3. Not vaccinating is expensive. One of the reasons the risks of vaccination can seem to outweigh the risks of not vaccinating is that we have ready access to medical care. An illness, like pertussis, that would kill a child in the developing world is likely to merely make an American kid very sick. But treating just one case of pertussis can cost tens of thousands of dollars in medical bills, not to mention lost time at work and school for the affected family.
4. Choosing not to vaccinate puts the most vulnerable members of a population at risk. There are times when you can’t vaccinate yourself or your child, due to medical constraints. If you’re immune-compromised, or pregnant, or already ill, you’re also likely to be less resilient should you become sick. The people who can’t be vaccinated are relying on the herd immunity of those around them.
5. Vaccinating American kids helps the developing world. The economics and politics of vaccine production and distribution are very complex. When drug companies make a vaccine, they count on being able to sell it to American and European markets. If it’s not profitable here, they won’t produce it for export to places like Africa and India where it might be more badly needed. Likewise, if a vaccine is not adopted here for political reasons, governments elsewhere are likely to follow our lead.

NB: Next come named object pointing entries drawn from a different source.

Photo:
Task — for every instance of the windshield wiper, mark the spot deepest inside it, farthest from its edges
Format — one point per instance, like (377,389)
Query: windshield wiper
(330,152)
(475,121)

6. Vaccines are safer than you think. While it’s true that vaccines can injure and even kill young children, it’s very rare. The purported link between vaccines and autism has been solidly debunked. The pertussis vaccine that caused brain injury in so many kids of my generation has been replaced with a safe version. Allergic reactions and serious illnesses do occur, but the risks are small and getting smaller all the time.
7. Most unvaccinated kids will be just fine. In the U.S., vaccine preventable illnesses remain quite rare. Odds are, your kid will never be exposed to them. If by chance your child did become sick, she’d have good medical care available. You have the luxury of choice. I’ve just outlined a number of compelling reasons to vaccinate your children, but I know there are strong reasons to delay or refuse vaccines as well. Stephanie wrote a moving post today about how her personal experience with vaccine injury made the decision for her: no vaccines for her kids. Good parents need to weigh their risks and options, and ultimately need to choose what’s right for their family.
It’s hard to cut through all the rhetoric on both sides and get good facts about the risks and benefits of vaccination. The more I study it, though, the more persuaded I am that vaccines are worth the risk. Not only do they protect your family’s health, but vaccinating yourself and your kids helps protect others in the community as well.
What do you think? Do you vaccinate? Is it any of your business if your neighbors do?